Sabato 17 settembre 2016, alle ore 18:31 (sì, proprio e trentuno), all’Auditorium San Paolo Apostolo, in Viale Madrid, nel quartiere Cavoni, a Frosinone, lo scrittore Massimo Roscia presenterà, in prima nazionale, il suo nuovo libro intitolato “Di grammatica non si muore”, edito da Sperling & Kupfer spa.
Alla presentazione, organizzata da Bruno Paolozzi (Agenzia Eventi editoriali Giulio Einaudi), interverranno Massimo Roscia e i giornalisti Alessio Porcu e Laura Collinoli, che avranno l’ingrato compito di moderare il paladino della lingua italiana.
Dopo lo straordinario successo del romanzo “La strage dei congiuntivi”, pubblicato per i tipi della romana Exorma nel 2014 e divenuto un vero e proprio caso editoriale nazionale (cinque ristampe e oltre diecimila copie vendute), Massimo Roscia torna in libreria e questa volta lo fa con la storica casa editrice fondata a Stoccarda nel 1895 da Heinrich Otto Sperling e di proprietà della Mondadori.
“Di grammatica non si muore” è un intelligente manuale, a uso di quelli “che la grammatica l’hanno sempre odiata”, che si legge come un romanzo; è un passatempo per ogni età, utile, concreto e spassoso; è un libro che segue le regole ma esce dagli schemi, descrive e circoscrive l’uso ma non prescrive, mette in rima le norme ma non mette in riga chi si (e le) applica.
Perché Massimo Roscia crede fermamente nella grammatica, ma crede un po’ meno nell’approccio paludato tutto nozioni e casi noiosi.

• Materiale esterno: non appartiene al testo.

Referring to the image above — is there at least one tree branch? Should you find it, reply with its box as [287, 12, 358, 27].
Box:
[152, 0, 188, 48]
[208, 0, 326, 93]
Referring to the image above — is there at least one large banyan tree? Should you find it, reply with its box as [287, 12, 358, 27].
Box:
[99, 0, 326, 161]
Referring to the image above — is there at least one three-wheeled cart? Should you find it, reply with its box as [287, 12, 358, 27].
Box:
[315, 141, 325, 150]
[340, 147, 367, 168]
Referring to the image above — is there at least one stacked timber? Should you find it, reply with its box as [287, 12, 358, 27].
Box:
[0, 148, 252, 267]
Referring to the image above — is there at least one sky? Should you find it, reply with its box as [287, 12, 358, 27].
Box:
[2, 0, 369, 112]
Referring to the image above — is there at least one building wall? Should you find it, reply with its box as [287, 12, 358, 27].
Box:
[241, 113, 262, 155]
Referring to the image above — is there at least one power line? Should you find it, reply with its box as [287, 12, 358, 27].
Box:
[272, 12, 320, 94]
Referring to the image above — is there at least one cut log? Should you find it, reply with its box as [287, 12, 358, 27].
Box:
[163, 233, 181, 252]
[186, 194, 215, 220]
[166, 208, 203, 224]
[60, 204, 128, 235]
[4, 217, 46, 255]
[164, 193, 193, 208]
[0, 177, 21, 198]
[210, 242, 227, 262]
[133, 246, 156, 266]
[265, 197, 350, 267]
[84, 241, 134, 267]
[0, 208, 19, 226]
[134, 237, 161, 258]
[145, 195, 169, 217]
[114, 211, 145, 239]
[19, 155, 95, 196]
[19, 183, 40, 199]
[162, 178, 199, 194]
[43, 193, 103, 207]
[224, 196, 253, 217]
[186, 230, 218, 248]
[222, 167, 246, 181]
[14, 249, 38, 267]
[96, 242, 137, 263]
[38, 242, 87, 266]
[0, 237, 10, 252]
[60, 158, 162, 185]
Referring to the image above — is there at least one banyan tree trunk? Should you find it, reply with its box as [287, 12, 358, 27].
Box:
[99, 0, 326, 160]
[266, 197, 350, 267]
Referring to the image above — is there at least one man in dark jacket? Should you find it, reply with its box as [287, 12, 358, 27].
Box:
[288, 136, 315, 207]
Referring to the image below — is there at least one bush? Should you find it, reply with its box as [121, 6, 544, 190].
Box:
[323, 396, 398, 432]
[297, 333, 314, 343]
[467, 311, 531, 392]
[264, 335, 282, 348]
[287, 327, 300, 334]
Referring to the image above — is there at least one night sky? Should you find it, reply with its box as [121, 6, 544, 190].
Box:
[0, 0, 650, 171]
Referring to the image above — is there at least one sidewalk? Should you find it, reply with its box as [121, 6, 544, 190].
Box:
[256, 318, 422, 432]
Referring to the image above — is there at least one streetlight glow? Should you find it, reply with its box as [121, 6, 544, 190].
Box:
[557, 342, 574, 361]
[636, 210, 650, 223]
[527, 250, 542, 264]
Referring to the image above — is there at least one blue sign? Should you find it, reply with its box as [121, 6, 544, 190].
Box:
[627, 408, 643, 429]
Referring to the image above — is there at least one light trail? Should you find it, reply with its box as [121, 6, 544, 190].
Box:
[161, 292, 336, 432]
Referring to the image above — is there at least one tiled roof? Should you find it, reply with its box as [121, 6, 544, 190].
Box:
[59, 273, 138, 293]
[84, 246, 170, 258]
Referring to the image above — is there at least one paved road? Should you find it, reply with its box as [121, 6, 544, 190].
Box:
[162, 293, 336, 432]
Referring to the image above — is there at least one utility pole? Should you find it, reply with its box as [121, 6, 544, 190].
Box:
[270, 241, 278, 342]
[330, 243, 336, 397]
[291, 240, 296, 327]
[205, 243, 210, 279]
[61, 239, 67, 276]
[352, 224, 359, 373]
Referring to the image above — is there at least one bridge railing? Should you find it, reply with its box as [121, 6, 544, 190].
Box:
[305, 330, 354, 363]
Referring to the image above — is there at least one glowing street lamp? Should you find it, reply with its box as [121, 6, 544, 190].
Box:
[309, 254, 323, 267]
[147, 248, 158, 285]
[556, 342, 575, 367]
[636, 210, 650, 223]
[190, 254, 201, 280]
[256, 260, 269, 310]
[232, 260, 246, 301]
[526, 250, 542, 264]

Così ha deciso di svecchiarlo, per dimostrare che le norme possono essere semplici, intuitive e persino amichevoli. Un po’ Rodari e un po’ Flaiano, Roscia passa in rassegna le fondamenta dell’italiano e si diverte a calarle in esempi contemporanei (dai ritmi rap alle serie tv, dai fantasy ai videogame); riprende gli svarioni più comuni (dall’uso maldestro dell’accento all’abuso disinvolto dell’apostrofo) creando giochi promemoria per non essere più indotti in errore; si batte per la salvaguardia delle forme (utili) in estinzione, come il congiuntivo, e invoca il debellamento della pandemia di ciaone e apericena.
Sempre all’insegna dell’uso pratico e vivo, perché la lingua è fatta per essere parlata, adattata, modificata, arricchita, cambiata, rivista, aggiornata, corretta, sempre e comunque amata.